This is not to say that using untransformed data is unproblematic. But there are other transformations that can, I think, deal with the problem raised, as long as one is willing to think about the data as more or less continuous, rather than binary. (I am not very sure about this however, hence the “I think”, http://oak.ucc.nau.edu/rh232/courses/EPS625/Handouts/Data%20Transformation%20Handout.pdf).
This brings me to my more conceptual point. Often, we are interested in an underlying variable that is not binary, rather, it varies along some dimension, e.g. strength of a memory, effectiveness of learning given different study or teaching methods, things of that sort. And by probing a person’s knowledge multiple times, we hope to have an estimate of that underlying variable. This same point is made by Long (1997). So if we have an estimate that is closer to being continuous (it will always be somewhat constrained by the number of times we ask people what is essentially the same question), doesn’t it make sense to use it? Often, researchers are restricted to binary response variables as measures, and that makes their lives more complicated. So if we have data more closely related to what we are interested in (i.e., the person’s overall performance), why not use it? We do not care about particular responses, we care about overall patterns in responses, and we have those. Example: I want to know if one learning method is better than another. I have two groups of people learn under different conditions. I test their eventual knowledge. I now have their responses on individual test items, and their overall performance. Since I care about their overall performance, why would I use an approximation, or put differently, a single sample of their performance, to test whether learning methods affect overall performance. Moreover, it gets rid of including the random variation in an individual’s performance on an item. One might argue that it does not account for the consistency in a person’s performance over items, but that seems to be misguided. (And if you have a repeated measures design where the same person is included in different conditions, then you will have some estimate of that part of the total variance.) However,, I can see reasons for doing both. E.g., if I were interested in whether increased studying led to better performance on a test, I would want to use overall performance. If I were instead interested in whether my individual questions were fair (meaning, they each reflected the relationship between studying and better performance) then I would most definitely want to include data from each question individually. But that’s a different question.

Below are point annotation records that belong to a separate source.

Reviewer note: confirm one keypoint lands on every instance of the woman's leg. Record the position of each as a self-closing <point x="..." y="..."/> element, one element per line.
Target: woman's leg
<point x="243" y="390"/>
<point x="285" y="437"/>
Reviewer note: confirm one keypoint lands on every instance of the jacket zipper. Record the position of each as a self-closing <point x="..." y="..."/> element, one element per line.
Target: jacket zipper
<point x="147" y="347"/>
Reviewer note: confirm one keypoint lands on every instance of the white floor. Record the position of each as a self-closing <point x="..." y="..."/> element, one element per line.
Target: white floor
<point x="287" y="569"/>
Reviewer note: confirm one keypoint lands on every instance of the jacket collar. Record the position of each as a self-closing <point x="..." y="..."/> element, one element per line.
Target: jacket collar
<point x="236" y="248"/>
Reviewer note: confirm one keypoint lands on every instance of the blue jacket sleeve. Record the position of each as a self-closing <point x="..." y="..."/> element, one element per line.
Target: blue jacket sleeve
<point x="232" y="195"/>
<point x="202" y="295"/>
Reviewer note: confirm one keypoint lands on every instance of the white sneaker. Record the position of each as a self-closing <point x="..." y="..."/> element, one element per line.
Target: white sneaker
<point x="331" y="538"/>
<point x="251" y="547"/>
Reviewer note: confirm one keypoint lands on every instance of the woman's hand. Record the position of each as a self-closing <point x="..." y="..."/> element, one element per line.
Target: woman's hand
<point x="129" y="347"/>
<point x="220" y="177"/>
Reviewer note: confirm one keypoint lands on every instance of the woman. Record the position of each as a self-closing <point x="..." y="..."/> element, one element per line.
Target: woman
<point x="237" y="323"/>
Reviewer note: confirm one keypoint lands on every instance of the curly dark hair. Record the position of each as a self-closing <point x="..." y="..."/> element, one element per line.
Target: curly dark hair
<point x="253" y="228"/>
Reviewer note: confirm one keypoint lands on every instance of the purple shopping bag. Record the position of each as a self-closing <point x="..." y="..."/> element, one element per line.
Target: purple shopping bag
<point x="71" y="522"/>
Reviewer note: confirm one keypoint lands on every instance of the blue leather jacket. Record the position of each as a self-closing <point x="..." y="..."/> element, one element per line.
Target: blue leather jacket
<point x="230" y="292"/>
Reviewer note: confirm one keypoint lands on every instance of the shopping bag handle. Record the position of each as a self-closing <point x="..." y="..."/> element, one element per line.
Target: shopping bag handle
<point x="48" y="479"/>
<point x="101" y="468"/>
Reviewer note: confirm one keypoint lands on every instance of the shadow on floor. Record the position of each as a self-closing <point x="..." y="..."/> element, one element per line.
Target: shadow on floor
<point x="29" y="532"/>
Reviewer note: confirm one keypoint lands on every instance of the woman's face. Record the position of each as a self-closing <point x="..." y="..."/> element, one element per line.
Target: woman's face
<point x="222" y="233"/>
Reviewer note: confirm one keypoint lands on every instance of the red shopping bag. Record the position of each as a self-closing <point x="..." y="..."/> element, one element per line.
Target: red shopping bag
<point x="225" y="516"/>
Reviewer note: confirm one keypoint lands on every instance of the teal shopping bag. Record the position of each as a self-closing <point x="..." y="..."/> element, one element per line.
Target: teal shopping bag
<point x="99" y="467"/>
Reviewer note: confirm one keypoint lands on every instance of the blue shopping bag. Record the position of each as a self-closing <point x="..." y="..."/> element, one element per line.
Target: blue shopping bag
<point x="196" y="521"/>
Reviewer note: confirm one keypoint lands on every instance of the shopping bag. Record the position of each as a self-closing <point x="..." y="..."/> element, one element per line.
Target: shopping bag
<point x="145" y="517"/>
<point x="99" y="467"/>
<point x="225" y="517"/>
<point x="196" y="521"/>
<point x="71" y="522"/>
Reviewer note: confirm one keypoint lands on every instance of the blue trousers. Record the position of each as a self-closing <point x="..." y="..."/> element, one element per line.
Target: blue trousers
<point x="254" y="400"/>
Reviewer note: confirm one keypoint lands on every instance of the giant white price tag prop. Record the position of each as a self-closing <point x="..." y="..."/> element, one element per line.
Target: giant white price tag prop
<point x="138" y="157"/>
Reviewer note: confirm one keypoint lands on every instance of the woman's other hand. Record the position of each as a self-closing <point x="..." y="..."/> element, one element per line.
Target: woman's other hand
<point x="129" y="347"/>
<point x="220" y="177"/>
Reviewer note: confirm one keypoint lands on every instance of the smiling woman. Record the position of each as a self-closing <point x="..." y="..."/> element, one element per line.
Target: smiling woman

The points just mentioned are about whether the switch (to logit) is really necessary (Clearly, if the data have to be considered as binary, then linear regression isn’t appropriate). The following points are about implementation and recommendations as I understand them. If I’m going to have to use logit, I want to do it right.
Fixed or random effects. I was both heartened and disheartened to see your posting on random vs fixed effects. I have been trying to figure out why things like participant are being treated as random effects, and can’t: There is no discussion in my field (as far as I can tell anyway) about whether predictor variables should be treated as fixed or random, although I see that there are ways of deciding based on the nature of the error (rather than any a priori assumptions). I ask because it seems as if the decision is not trivial. My understanding of the difference (from the perspective of assumptions) is that random effects are more efficient but biased, and that in other disciplines the choice of a random effects model would have to be tested and justified. Moreover, they fail to account for what they are supposed to account for, error that is consistently attributed to an individual and is associated with that person in each and every measurement taken by that person. So while they make the model more efficient, they are also less conservative. They also have different interpretations (http://www.cscu.cornell.edu/news/statnews/stnews76.pdf). Given that we psychologists are typically actually interested in the effect in general, not simply with respect to the people we are testing, according to the site(sic) just referenced, it would seem that individuals should be treated as fixed effects for logical reasons as well. The push to use mixed effects models has been predicated on ‘the fact that ordinary logit models provide no direct way to model random subject and item effects’. But if the error attributed consistently to individuals can be handled as fixed effects, and this is a less biased model, then it would be preferred. Or am I missing something.
Multicollinearity: One of two approaches to multicollinearity are being advocated (more elsewhere than in the article: 1) drop a variable, or 2) center the variables. The first approach seems to me to be somewhat suspect as it introduces bias into the model. (I guess one could argue that if you had never thought about that variable and never included it, the same bias would exist. But since we are supposedly testing our hypotheses about how something works (your theory is built into the design of the experiment – why include an IV if you don’t think it does something), not including a variable in your model because of multicollinearity seems like knowingly (even in not intentionally) introducing bias that could make your other predictor variables seem more important than they really are, and thereby artificially inflating the evidence for other parts of your theory of the phenomenon. But given what I just talked about, random vs fixed effects, bias doesn’t seem to be too much of a concern…) My reluctance seems to be supported by Kennedy (1998). The second solution is argued against by Golder and colleagues (https://files.nyu.edu/mrg217/public/presentation_interaction.pdf ) as a) trying to get rid of part of the error that is seen as an overestimation, but in reality is not, and b) not doing what people think because it doesn’t add any additional information (which is the real solution).
I should be clear that all of this is not to say that I think that ANOVA is perfect (I have seen, but I will admit not yet carefully read your paper on ANOVA, but it seems to be more about complicated designs than I typically use so I may be fine with the standard version. But, even though I use SPSS, I can program in it – I learned to use it back in the SPSS for DOS days – so using an improved ANOVA model is something I could do with some work). But I know how to interpret things in ANOVA. Unlike what seems to be the case for practitioners of regression (from what I gleaned from a presentation and paper by Golder and colleagues), I was taught to be careful interpreting main effects given a significant interaction in an ANOVA. Basically, I was taught to not interpret them, but instead to separately analyse the effect of one DV at each level of the other separately. So moving to something that is difficult to interpret causes me some trepidation. Regression clearly has some benefits, in particular co-efficients, but I am unconvinced that logit is the way to go. But if not logit (or something like it), then people like me will run into serious issues with ns – many of our experiments just don’t have enough participants to include many variables in a linear regression (which I can also interpret) with one or two observations per person (given repeated measures designs, we can have e.g. two different percentages for instance from the same person, but usually not too many more than that).
(Not to mention that adding and removing variables from an analysis based on results is something that drives me batty. As an experimentalist, my view is that you have a theory about how things work, that drives your experimental design, and you should include all the variables you included in your experiment in your statistical model. Even if something does not explain a significant amount of the variation, leaving it out will produce a biased estimate of the contributions of the other variables. As experimentalists we are not in the business of finding the model that best fits our data, we are in the business of testing our theories. That can be done just as well, possibly better, with regression techniques as compared to ANOVA, but the temptation to fiddle with models and see what’s best is contrary to the logic of running a well-controlled experiment. But that’s a bit of an aside. Not a problem with the technique, just how it seems to be being used.)